General
- Often associated with discitis,
- Spondylodiscitis = Discitis + vertebral osteomyelitis
- VO has features similar to spinal epidural abscess (SEA)
Complications following VO
- Spinal epidural abscess
- Subdural abscess
- Meningitis
- Bony instability
- Progressive neurologic impairment
- Vertebral body collapse → kyphotic deformity
- Retropulsion of necrotic bone and disc fragments → compress spinal cord or CE
- Unique to cervical spine involvement: pharyngeal abscess
- Unique to thoracic spine involvement: mediastinitis
Epidemiology
- Vertebral osteomyelitis (VO) comprises 2–4% of all cases of osteomyelitis.
- Incidence
- 1:250,000 in general population.
- On the rise
- Incidence increases with age; most patients are > 50 years old.

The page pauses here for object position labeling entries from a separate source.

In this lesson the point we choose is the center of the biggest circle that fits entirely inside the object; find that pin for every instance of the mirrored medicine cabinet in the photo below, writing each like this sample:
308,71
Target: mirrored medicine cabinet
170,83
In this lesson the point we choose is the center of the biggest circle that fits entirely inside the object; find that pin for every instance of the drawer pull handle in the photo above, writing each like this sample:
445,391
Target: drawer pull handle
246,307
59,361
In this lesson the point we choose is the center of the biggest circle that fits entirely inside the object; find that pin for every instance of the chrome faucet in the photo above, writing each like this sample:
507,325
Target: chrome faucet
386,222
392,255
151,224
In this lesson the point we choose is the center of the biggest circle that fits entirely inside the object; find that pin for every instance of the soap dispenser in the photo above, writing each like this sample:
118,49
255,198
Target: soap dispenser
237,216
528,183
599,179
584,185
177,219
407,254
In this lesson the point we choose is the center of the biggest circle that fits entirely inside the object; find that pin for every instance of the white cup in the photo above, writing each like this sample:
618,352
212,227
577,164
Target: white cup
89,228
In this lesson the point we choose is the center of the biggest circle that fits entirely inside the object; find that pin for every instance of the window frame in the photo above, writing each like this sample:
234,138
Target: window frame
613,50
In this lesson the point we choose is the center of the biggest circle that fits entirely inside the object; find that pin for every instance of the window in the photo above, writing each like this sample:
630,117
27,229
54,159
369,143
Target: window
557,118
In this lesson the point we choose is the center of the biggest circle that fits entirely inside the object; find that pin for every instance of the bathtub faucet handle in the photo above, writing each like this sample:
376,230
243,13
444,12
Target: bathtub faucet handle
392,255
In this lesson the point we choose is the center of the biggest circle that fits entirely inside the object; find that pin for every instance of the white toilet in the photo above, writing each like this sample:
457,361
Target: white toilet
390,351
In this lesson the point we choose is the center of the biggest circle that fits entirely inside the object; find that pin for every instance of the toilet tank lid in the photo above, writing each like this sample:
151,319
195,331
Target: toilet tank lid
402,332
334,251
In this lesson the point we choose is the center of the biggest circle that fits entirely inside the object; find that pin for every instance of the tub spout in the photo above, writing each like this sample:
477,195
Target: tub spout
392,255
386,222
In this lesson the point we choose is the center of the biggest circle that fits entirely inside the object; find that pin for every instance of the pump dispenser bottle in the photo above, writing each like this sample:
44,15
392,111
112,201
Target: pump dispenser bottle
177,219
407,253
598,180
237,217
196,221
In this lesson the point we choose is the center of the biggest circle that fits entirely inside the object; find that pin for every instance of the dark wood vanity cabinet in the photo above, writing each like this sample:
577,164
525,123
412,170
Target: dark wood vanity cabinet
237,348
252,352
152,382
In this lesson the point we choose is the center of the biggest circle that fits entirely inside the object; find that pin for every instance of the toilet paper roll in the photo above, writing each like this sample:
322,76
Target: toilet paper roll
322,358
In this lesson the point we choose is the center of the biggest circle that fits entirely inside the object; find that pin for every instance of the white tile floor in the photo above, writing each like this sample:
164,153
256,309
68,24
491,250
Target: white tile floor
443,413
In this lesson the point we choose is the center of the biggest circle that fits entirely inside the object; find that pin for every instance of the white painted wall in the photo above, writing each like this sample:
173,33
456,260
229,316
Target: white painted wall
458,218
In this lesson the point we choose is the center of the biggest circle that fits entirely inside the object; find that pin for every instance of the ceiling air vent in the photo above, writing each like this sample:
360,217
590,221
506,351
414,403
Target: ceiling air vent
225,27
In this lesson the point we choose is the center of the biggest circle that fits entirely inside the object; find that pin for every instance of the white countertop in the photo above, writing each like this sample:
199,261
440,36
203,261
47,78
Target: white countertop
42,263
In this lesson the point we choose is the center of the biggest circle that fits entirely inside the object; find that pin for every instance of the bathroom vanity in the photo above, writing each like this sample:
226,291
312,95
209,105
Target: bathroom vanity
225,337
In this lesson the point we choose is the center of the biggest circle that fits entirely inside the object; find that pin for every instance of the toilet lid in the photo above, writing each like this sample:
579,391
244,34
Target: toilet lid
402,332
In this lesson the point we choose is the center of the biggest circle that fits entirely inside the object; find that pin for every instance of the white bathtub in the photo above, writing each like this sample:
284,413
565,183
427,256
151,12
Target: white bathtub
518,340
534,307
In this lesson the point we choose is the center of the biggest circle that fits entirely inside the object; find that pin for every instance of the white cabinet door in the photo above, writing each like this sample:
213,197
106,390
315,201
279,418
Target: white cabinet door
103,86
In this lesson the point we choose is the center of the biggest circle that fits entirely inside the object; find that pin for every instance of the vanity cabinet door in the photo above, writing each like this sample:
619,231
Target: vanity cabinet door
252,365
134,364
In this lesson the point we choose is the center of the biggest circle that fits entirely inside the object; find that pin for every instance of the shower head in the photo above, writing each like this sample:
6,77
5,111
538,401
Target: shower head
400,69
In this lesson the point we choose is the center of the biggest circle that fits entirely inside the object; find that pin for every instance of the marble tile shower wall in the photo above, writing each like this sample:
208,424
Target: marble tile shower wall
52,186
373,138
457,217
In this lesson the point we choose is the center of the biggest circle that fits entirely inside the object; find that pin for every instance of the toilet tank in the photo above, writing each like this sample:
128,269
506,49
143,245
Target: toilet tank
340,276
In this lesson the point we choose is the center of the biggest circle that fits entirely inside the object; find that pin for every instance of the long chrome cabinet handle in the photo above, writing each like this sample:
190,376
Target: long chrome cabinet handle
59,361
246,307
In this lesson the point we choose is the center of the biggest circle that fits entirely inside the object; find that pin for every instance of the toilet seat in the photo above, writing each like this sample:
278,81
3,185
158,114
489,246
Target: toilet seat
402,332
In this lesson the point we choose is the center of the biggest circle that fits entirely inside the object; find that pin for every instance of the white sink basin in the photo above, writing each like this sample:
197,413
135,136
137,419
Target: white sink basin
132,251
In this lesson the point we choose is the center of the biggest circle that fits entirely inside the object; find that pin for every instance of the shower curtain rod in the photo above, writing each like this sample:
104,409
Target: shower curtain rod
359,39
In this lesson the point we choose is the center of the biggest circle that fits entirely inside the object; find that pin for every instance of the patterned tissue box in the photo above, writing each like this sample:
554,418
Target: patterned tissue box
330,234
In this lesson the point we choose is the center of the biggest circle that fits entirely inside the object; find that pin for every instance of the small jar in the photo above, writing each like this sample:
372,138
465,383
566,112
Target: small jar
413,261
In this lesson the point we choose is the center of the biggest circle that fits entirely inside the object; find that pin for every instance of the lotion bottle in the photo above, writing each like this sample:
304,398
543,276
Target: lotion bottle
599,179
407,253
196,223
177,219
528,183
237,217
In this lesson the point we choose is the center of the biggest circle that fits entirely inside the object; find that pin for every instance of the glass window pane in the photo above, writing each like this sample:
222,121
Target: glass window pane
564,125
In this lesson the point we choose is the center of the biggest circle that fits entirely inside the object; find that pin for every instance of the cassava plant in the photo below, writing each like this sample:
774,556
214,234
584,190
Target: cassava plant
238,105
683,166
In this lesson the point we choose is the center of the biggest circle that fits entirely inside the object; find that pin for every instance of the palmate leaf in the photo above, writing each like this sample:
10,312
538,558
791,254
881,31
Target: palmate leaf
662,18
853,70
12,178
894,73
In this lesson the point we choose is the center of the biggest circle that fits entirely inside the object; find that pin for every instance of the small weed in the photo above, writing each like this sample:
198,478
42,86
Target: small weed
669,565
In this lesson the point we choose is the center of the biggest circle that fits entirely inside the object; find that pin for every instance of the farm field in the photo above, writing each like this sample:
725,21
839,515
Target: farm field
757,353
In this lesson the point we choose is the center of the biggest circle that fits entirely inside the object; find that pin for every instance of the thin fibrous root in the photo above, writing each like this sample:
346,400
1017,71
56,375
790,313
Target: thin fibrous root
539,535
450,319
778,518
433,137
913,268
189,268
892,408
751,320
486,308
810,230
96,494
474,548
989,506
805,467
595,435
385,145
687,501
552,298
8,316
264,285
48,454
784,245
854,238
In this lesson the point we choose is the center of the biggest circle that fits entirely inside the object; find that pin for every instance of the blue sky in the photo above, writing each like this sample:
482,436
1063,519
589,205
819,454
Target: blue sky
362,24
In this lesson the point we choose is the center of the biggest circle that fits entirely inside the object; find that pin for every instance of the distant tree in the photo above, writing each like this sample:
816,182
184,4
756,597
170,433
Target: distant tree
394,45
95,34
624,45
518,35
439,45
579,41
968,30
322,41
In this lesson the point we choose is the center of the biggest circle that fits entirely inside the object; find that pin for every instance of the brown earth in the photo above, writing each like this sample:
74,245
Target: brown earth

- Male : female ratio is 2:1.
- Mortality 2-20%
Level (most to least common)
- Lumbar spine
- Is the most common site,
- Thoracic
- Thoracic VO may → empyema
- Cervical
- Sacrum
Risk factors
- IV drug abuse
- Diabetes mellitus
- Susceptible to unusual bacterial infections and even fungal osteomyelitis
- Hemodialysis
- A diagnostic challenge since radiographic changes of osteomyelitis can occur even in the absence of infection; see Destructive lesions of the spine
- Immunosuppression
- AIDS
- Chronic corticosteroid use
- Ethanol abuse
- Infectious endocarditis
- Following spinal surgery or invasive diagnostic or therapeutic procedures
- May occur in elderly patients with no other identifiable risk factors
Clinical
- Signs & symptoms
- Localized pain (90%),
- Fever (52%, with fever spikes and chills being rare),
- Weight loss,
- Paraspinal muscle spasm,
- Radicular symptoms (50–93%) or myelopathy.
- VO sometimes produces few systemic effects (e.g. WBC and/or ESR may be normal). ≈ 17% of patients with VO have neurologic symptoms.
- The risk of paralysis may be higher in the older patient, in cervical VO (vs. thoracic or lumbar), in those with DM or rheumatoid arthritis, and in those with VO due to S. aureus.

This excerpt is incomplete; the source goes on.